CASAL DI PRINCIPE. Entra subito nel vivo il processo sulla mozzarella imposta dagli Schiavone ai caseifici. Nell’udienza preliminare il gup ha rinviato a giudizio con rito abbreviato gli imputati: oltre al neopentito Walter Schiavone, figlio di Sandokan, ci sono anche Antonio Bianco, Armando Diana e Nicola Baldascino.

I tre sono stati ascoltati e hanno riferito di non sapere che il secondogenito dello storico padrino dei Casalesi fosse un camorrista. Dichiarazioni diametralmente opposte a quelle fornite dallo stesso Walter al momento di avviare la collaborazione coi magistrati: il neopentito fece presente che proprio il suo cognome pesò sulla scelta dei prezzi e sui rapporti con fornitori e rivenditori.

La prossima udienza sarà celebrata tra due mesi e in quel caso potrebbe esserci la requisitoria.

L’indagine

Secondo la Dda gli indagati, agendo tramite le società “Bianco Latte” s.r.l. e “I Freschissimi” s.r.l.s., facenti capo a Schiavone Walter e gestite da fiduciari o prestanome, obbligavano vari titolari di caseifici della penisola sorrentina a rifornire in via esclusiva di prodotti le società dello Schiavone per la successiva distribuzione, impedendo, dunque, alle predette aziende di avere rapporti con altri distributori e garantendosi  una posizione di illecito predominio nella distribuzione dei prodotti caseari nel comprensorio aversano, con il connesso pregiudizio alla libera concorrenza nel settore di mercato in esame. Gli imprenditori sottoposti alle vessazioni del gruppo Schiavone venivano altresì costretti con condotte estorsive a non riscuotere crediti per decine di migliaia di euro, derivanti dalle pregresse forniture, nonché a vendere i propri prodotti a prezzo ribassato.
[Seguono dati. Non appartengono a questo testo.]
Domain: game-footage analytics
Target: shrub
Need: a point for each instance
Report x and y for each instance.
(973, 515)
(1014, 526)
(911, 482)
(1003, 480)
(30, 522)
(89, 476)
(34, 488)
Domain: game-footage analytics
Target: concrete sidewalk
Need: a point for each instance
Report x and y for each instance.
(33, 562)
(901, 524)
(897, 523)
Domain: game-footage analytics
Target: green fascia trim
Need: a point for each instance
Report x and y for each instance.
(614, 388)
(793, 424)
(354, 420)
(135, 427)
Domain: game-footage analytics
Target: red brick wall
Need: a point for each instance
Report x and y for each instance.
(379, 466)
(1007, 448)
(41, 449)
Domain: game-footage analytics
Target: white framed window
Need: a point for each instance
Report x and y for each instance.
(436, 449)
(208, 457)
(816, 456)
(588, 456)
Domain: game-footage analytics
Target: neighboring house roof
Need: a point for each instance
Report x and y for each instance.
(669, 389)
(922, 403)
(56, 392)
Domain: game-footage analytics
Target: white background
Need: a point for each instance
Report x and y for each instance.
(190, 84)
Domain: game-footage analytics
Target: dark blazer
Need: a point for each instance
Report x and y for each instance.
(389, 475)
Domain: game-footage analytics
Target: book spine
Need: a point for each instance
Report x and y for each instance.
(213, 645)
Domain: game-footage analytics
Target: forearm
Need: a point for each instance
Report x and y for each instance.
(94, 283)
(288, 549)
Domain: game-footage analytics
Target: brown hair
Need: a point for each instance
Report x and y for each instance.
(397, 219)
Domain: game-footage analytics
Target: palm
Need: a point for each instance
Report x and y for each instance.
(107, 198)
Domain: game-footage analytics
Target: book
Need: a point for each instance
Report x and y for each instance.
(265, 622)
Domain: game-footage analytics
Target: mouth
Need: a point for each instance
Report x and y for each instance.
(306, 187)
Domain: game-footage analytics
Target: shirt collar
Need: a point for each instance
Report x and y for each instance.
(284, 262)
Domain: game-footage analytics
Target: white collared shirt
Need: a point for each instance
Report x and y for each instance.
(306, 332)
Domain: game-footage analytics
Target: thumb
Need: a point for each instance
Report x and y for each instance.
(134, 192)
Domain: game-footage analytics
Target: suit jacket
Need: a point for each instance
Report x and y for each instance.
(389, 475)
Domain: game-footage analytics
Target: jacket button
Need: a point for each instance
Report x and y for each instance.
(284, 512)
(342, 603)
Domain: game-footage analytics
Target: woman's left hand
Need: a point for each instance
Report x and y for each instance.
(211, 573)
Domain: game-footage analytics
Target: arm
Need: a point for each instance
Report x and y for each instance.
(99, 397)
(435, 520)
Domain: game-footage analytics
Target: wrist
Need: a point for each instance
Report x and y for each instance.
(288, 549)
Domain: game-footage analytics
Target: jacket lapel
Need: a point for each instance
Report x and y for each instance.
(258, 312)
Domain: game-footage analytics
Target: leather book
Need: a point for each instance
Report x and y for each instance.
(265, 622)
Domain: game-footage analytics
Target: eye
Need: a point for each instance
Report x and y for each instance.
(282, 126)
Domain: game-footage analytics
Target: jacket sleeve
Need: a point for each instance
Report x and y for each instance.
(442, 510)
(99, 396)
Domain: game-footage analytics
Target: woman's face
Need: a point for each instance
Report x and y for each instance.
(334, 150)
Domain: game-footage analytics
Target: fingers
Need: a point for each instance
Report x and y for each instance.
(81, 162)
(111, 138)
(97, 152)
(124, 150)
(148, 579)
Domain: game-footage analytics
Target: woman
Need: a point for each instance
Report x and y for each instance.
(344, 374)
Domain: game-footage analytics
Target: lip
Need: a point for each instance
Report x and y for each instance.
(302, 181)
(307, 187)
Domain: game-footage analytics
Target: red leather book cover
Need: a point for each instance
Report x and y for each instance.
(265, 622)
Infine, la commercializzazione avveniva in maniera occulta, eludendo il sistema di tassazione fiscale imposto, cioè senza che i marchi “I Freschissimi” e “Bianco latte” comparissero nella documentazione contabile consegnata ai rivenditori al dettaglio. Le entrate delle suddette attività illecite venivano rendicontate dagli indagati con cadenza settimanale direttamente a Walter Schiavone, nonostante questi fosse sottoposto alla misura degli arresti domiciliari per altro procedimento.